The third critique, phrased as a question, is: “if this was really a state-sponsored attack, then just how incompetent are these developers?” Specifically, Nate Lawson published an interesting critique of the code quality of Stuxnet this week in which he talks about the number of ways the code could have been vastly improved (see “Stuxnet is embarrassing, not amazing”). He raises some very interesting points about whether or not Stuxnet really is all that cutting-edge in nature due to a number of major deficiencies in code quality. While I think this discussion is interesting, I think he may have overlooked one small feature: it can’t be easy for a Western government/military to hire the best and brightest malware hackers, which means that code quality will suffer accordingly. Nonetheless, he raises very valid points.

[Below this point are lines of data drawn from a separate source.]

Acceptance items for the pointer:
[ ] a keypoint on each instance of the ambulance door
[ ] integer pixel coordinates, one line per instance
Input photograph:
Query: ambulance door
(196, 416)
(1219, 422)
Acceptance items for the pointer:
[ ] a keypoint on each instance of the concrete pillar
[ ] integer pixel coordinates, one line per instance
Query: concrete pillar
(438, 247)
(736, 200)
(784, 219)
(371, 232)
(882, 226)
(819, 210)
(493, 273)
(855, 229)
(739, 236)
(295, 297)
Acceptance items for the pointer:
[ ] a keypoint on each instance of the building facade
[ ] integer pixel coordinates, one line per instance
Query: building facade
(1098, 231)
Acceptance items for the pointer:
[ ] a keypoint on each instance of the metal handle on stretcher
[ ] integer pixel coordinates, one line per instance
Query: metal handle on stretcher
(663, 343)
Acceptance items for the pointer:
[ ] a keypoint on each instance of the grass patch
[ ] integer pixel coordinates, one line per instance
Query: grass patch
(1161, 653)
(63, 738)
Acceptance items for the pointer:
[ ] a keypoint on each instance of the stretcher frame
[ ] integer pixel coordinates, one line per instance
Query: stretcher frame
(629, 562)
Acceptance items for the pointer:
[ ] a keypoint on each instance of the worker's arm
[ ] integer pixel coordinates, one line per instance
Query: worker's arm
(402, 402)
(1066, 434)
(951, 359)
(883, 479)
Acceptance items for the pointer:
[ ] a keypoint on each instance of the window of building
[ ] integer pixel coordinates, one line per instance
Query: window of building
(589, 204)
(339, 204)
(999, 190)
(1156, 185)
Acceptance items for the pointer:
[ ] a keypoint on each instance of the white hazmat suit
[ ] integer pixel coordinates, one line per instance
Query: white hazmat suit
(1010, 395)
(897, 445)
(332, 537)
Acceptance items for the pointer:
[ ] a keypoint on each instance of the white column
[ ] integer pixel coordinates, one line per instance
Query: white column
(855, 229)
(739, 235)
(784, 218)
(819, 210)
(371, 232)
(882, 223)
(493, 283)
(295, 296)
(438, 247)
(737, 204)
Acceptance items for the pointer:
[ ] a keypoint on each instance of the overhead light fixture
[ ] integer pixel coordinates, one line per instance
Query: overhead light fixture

Last, but not least, Stuxnet has continued to raise awareness over the general lack of preparedness – particularly amongst policy-makers – for dealing with issues of this magnitude. It’s led former deputy SecDef Franklin Kramer to suggest that it’s time to launch a public-private think tank that brings together policy-makers and security experts to start improving domestic policy around these key issues (“U.S. Needs Cybersecurity Skunk Works, Expert Says”). While I think there are some deficiencies with his comments, overall it probably makes sense to try doing something a little different in order to inject some sanity and clarity of thinking into Washington.